Na miejscu szukamy alternatywnych form zwiedzania, sprawdzonych miejsc, w których jest równie pięknie, smacznie czy ciekawie – ale taniej. Staramy się nie przepłacać, jeśli nie trzeba. Ale… może właśnie czasem trzeba mimo wszystko?
Każdy lubi oszukać system, ale granica poza sprytem a zwykłym cwaniactwem – a może nawet powinnam użyć mocniejszego określenia jak buractwo czy tak modne nowe słowo „cebulactwo”.

Czasem warto być "frajerem"
Pamiętam swój moment zażenowania, gdy skuszona setkami internetowych wskazówek, trafiłam na przepiękną, ale mało znaną tajską plażę przez dziurę w płocie – dokładnie opisaną i zlokalizowaną przez wielu moich poprzedników. Plaża faktycznie była ładna i pusta. Spotkałam na niej może 2 czy 3 osoby, co na tajskie standardy jest niemal nie do pomyślenia. Dopiero wychodząc tradycyjną drogą, odkryłam, że bilet wstępu kosztował… 5 PLN. Zaszalałam. Oszczędziłam na jednego pad thaia. A wstyd jest mi do dziś, bo ta moja i każda inna piątka utrzymuje plażę w czystości.
To jest pewnie drobnostka, ale w skali milionów turystów, może okazać się bardzo znacząca.
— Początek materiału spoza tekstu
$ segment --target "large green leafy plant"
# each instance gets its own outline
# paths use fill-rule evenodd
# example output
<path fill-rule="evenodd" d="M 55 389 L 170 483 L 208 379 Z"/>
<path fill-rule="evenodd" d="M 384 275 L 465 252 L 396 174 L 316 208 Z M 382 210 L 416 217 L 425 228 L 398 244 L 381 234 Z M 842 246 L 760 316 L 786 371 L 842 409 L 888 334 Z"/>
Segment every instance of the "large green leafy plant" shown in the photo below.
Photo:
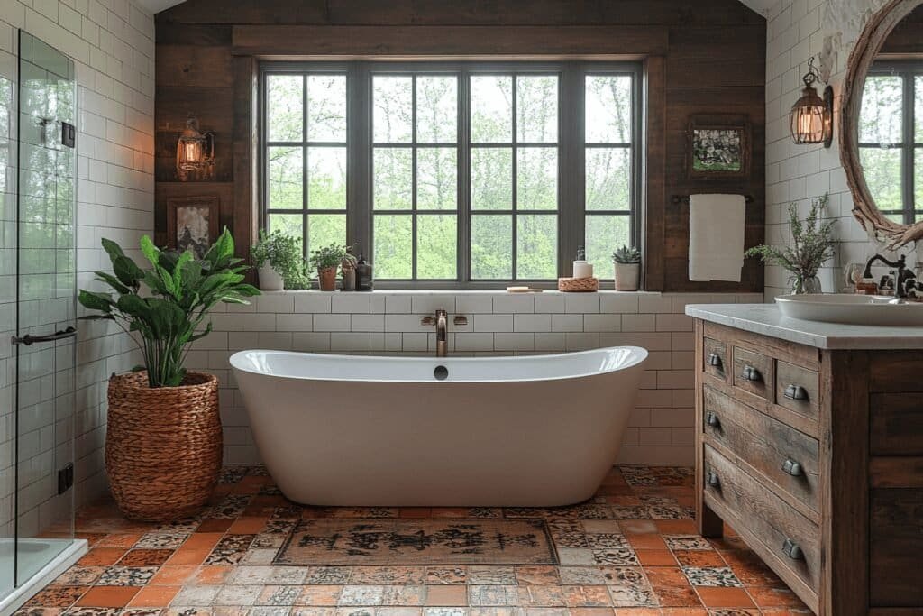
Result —
<path fill-rule="evenodd" d="M 204 328 L 202 323 L 219 302 L 247 304 L 246 297 L 259 295 L 244 283 L 247 268 L 234 258 L 227 229 L 200 260 L 190 250 L 161 250 L 145 236 L 141 252 L 150 267 L 143 270 L 115 242 L 103 239 L 102 248 L 112 260 L 113 273 L 97 272 L 96 279 L 113 292 L 81 289 L 80 304 L 102 313 L 82 319 L 114 320 L 137 333 L 150 387 L 183 383 L 189 344 L 211 332 L 210 321 Z M 147 287 L 144 295 L 142 287 Z"/>

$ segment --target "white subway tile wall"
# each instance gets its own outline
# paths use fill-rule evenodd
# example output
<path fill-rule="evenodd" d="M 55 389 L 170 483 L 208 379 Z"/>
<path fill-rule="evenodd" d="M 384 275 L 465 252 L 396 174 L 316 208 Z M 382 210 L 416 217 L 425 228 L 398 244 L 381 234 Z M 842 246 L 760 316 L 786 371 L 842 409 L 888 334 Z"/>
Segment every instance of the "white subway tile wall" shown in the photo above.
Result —
<path fill-rule="evenodd" d="M 259 454 L 228 364 L 228 357 L 238 350 L 431 355 L 436 352 L 433 326 L 420 321 L 438 308 L 449 311 L 449 349 L 455 356 L 638 344 L 646 347 L 651 356 L 618 461 L 691 465 L 694 342 L 692 321 L 682 311 L 688 303 L 761 301 L 761 294 L 266 292 L 252 306 L 228 307 L 215 314 L 214 332 L 195 343 L 188 361 L 190 368 L 208 370 L 221 379 L 225 463 L 255 464 Z M 455 316 L 467 317 L 468 324 L 453 325 Z"/>
<path fill-rule="evenodd" d="M 18 35 L 22 29 L 57 48 L 76 63 L 78 81 L 78 285 L 94 288 L 92 272 L 108 266 L 100 246 L 108 237 L 126 247 L 137 247 L 140 236 L 153 230 L 154 193 L 154 19 L 133 0 L 67 0 L 66 2 L 0 2 L 0 78 L 16 82 Z M 15 85 L 14 85 L 15 91 Z M 12 140 L 15 132 L 0 135 Z M 3 163 L 5 178 L 16 177 L 16 154 Z M 0 228 L 15 237 L 15 184 L 0 186 Z M 15 241 L 4 241 L 14 247 Z M 137 251 L 130 251 L 139 257 Z M 0 254 L 0 298 L 15 297 L 13 250 Z M 12 361 L 9 344 L 15 312 L 12 303 L 0 303 L 0 406 L 12 408 Z M 53 308 L 49 306 L 49 308 Z M 78 311 L 82 314 L 82 311 Z M 48 315 L 40 320 L 45 322 Z M 54 319 L 52 319 L 54 320 Z M 274 328 L 273 328 L 274 329 Z M 117 327 L 104 321 L 80 321 L 78 342 L 76 411 L 76 496 L 78 504 L 105 490 L 106 383 L 112 372 L 138 363 L 134 344 Z M 7 342 L 4 342 L 7 341 Z M 206 344 L 226 355 L 226 332 Z M 4 411 L 0 429 L 13 430 L 11 414 Z M 52 413 L 54 418 L 54 413 Z M 36 421 L 39 421 L 36 418 Z M 37 430 L 42 434 L 42 430 Z M 61 436 L 59 434 L 59 436 Z M 66 435 L 70 437 L 70 434 Z M 20 442 L 20 448 L 30 447 Z M 3 455 L 2 493 L 12 481 Z M 42 493 L 54 493 L 54 487 Z M 28 531 L 42 525 L 41 495 L 29 496 L 35 504 L 20 520 Z M 11 502 L 0 501 L 8 519 Z M 20 513 L 21 512 L 20 507 Z"/>
<path fill-rule="evenodd" d="M 846 63 L 859 29 L 872 11 L 885 4 L 886 0 L 780 0 L 766 14 L 766 241 L 791 243 L 788 204 L 797 203 L 803 218 L 812 199 L 829 193 L 827 214 L 837 221 L 833 229 L 840 244 L 836 256 L 820 272 L 828 292 L 843 286 L 845 265 L 864 262 L 880 249 L 852 214 L 852 193 L 840 164 L 839 110 Z M 801 78 L 811 57 L 821 75 L 829 71 L 835 96 L 833 144 L 829 149 L 796 145 L 789 134 L 788 112 L 801 95 Z M 923 245 L 917 247 L 920 250 Z M 919 259 L 910 251 L 909 261 Z M 788 288 L 785 270 L 766 268 L 767 299 L 788 293 Z"/>

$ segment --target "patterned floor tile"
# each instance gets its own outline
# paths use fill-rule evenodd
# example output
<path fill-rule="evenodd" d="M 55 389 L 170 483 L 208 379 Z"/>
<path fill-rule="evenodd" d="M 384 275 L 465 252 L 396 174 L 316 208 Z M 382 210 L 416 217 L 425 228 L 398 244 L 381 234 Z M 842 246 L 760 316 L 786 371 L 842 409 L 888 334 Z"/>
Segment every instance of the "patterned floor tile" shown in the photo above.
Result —
<path fill-rule="evenodd" d="M 112 501 L 81 510 L 90 553 L 16 616 L 807 615 L 733 531 L 696 534 L 692 497 L 690 469 L 627 466 L 567 507 L 307 507 L 265 468 L 228 467 L 194 518 L 129 522 Z M 337 518 L 544 520 L 558 564 L 274 564 L 303 520 Z"/>

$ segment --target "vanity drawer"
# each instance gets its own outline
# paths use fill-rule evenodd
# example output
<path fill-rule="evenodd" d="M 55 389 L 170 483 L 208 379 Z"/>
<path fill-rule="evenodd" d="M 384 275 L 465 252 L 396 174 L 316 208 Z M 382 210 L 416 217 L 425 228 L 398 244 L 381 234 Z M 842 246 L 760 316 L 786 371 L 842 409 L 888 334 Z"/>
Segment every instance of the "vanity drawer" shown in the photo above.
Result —
<path fill-rule="evenodd" d="M 739 520 L 728 522 L 762 544 L 761 550 L 751 546 L 757 552 L 772 555 L 809 588 L 819 588 L 820 528 L 715 450 L 705 445 L 703 454 L 705 494 L 718 513 L 723 508 Z"/>
<path fill-rule="evenodd" d="M 817 417 L 820 383 L 821 379 L 814 370 L 780 360 L 775 365 L 775 404 Z"/>
<path fill-rule="evenodd" d="M 719 379 L 726 379 L 727 344 L 714 338 L 704 338 L 702 344 L 704 361 L 703 370 L 706 374 Z"/>
<path fill-rule="evenodd" d="M 734 386 L 773 402 L 773 358 L 739 346 L 735 346 L 733 353 Z"/>
<path fill-rule="evenodd" d="M 807 434 L 742 405 L 711 387 L 703 388 L 706 435 L 752 466 L 761 479 L 819 511 L 820 443 Z"/>

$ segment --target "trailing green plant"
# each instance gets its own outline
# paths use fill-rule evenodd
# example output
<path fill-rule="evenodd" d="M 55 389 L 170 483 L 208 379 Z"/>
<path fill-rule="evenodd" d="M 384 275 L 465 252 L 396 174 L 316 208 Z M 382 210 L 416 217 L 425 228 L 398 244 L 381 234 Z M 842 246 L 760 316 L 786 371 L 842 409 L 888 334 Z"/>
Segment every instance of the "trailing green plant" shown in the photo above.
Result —
<path fill-rule="evenodd" d="M 102 314 L 81 317 L 115 321 L 129 334 L 137 333 L 144 355 L 150 387 L 176 387 L 186 376 L 190 343 L 211 332 L 211 322 L 202 327 L 209 312 L 219 302 L 248 304 L 246 297 L 259 291 L 244 283 L 248 269 L 234 256 L 234 239 L 225 228 L 202 259 L 191 250 L 182 253 L 161 250 L 145 236 L 141 253 L 150 264 L 141 269 L 118 244 L 103 239 L 102 248 L 113 264 L 113 273 L 97 272 L 96 280 L 112 292 L 80 290 L 80 304 Z M 142 288 L 147 287 L 142 295 Z"/>
<path fill-rule="evenodd" d="M 250 248 L 254 266 L 269 263 L 285 283 L 286 289 L 300 289 L 307 285 L 305 258 L 301 254 L 301 240 L 276 229 L 270 234 L 259 232 L 259 239 Z"/>
<path fill-rule="evenodd" d="M 612 260 L 623 265 L 641 263 L 641 250 L 634 247 L 622 245 L 622 248 L 612 253 Z"/>
<path fill-rule="evenodd" d="M 308 265 L 312 270 L 326 270 L 331 267 L 340 267 L 343 260 L 346 258 L 348 246 L 342 246 L 340 244 L 330 244 L 330 246 L 325 246 L 318 250 L 311 251 L 311 257 L 308 260 Z"/>
<path fill-rule="evenodd" d="M 792 230 L 792 243 L 780 246 L 754 246 L 744 253 L 745 257 L 759 257 L 763 262 L 778 265 L 788 272 L 789 283 L 794 293 L 802 293 L 805 282 L 817 275 L 818 270 L 833 256 L 836 241 L 833 239 L 833 219 L 821 220 L 829 197 L 811 202 L 808 217 L 798 218 L 797 206 L 788 204 L 788 224 Z"/>
<path fill-rule="evenodd" d="M 347 270 L 354 270 L 359 260 L 353 254 L 353 247 L 347 246 L 346 254 L 343 255 L 342 260 L 340 261 L 340 271 L 345 272 Z"/>

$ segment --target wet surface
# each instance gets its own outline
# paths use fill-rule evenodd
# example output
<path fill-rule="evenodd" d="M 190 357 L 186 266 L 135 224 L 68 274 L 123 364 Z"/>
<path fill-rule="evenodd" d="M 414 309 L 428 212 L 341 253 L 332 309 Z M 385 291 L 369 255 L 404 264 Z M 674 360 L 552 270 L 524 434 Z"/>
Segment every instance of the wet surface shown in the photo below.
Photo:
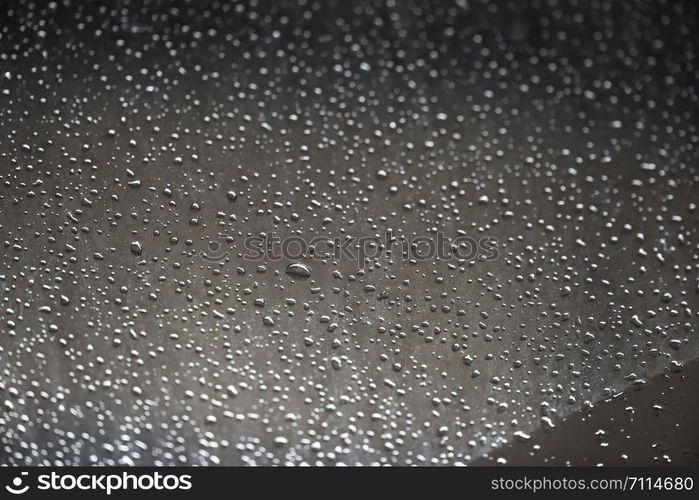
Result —
<path fill-rule="evenodd" d="M 699 16 L 581 4 L 4 7 L 2 462 L 592 460 L 699 354 Z"/>
<path fill-rule="evenodd" d="M 697 465 L 699 363 L 663 373 L 474 461 L 476 465 Z"/>

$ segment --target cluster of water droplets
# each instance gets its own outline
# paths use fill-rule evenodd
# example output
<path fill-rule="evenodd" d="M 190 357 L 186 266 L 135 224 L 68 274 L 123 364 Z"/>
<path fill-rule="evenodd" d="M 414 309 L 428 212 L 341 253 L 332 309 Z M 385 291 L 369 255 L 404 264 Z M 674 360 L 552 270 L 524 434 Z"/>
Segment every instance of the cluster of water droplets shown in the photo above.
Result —
<path fill-rule="evenodd" d="M 695 5 L 271 4 L 7 9 L 3 463 L 468 463 L 697 356 Z"/>

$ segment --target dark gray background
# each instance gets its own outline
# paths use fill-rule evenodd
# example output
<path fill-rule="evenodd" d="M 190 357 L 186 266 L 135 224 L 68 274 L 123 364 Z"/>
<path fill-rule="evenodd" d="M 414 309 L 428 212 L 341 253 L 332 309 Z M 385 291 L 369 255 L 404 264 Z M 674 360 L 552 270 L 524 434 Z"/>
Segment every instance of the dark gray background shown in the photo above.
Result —
<path fill-rule="evenodd" d="M 696 463 L 695 2 L 2 11 L 3 463 Z"/>

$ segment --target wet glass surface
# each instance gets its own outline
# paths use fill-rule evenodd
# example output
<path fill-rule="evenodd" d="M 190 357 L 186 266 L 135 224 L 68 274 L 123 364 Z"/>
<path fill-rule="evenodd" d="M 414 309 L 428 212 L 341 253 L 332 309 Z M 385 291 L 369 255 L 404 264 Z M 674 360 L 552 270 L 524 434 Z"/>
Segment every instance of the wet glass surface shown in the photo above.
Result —
<path fill-rule="evenodd" d="M 699 354 L 695 2 L 3 9 L 3 463 L 528 463 Z"/>

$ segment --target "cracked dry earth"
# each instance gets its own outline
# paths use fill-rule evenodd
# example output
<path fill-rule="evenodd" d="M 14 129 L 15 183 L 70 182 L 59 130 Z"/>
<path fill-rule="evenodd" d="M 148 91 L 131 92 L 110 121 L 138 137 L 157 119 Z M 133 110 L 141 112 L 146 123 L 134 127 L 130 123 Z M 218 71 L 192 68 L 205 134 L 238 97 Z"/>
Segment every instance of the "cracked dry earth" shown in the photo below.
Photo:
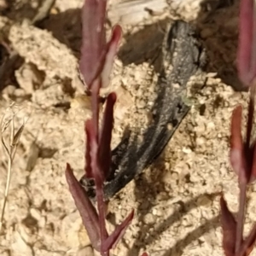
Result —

A takich „patentów” jest więcej. Ktoś napisze, że wszedł na prom za darmo, bo jechał w bagażniku, ktoś inny że całą trasę pociągu spędził w toalecie. Niektóre metaforyczne „dziury w płotach” są już legendarne.
– Hitem jest spanie w domku na placu zabaw. I pewnie długo jeszcze hitem pozostanie. Ale przykładów jest mnóstwo. Chociażby koleś, który jechał do Norwegii pod namiot i szukał osoby, która by mu nożyk przewiozła w rejestrowanym i schowała w umówionym miejscu, bo go nie stać na kupno takich rzeczy. Jak się okazało nożyk w norweskim markecie kosztował 7 złotych – napisała na forum Fly4free Elwirka.
Czasem jednak nie jest to kwestia drobnych, a konkretnych wydatków, które udaje się ominąć.
– U mnie to był słynny basen „infinity” w Singapurze na ostatnim piętrze słynnego hotelu Marina Bay. Można wejść tam tylko, jeśli wykupiło się nocleg. W innym przypadku zostaje nam bar tuż obok. Za radami wyczytanymi w internecie, namówiłam spotkanego gościa hotelowego, żeby mnie tam wpuścił swoją kartą – wspomina Kinga Bielejec, podróżniczka i blogerka. – Byłam dumna, że obeszłam system. A później znajoma napisała, że zrobili tak samo i ochroniarz wyrzucił ich z basenu, bo zorientował się, że to oszustwo. Dotarło do mnie, że chyba przesadziłam. A mogłam albo wyczaić promocję albo po prostu poczekać, aż będzie mnie na ten nocleg stać – dodaje.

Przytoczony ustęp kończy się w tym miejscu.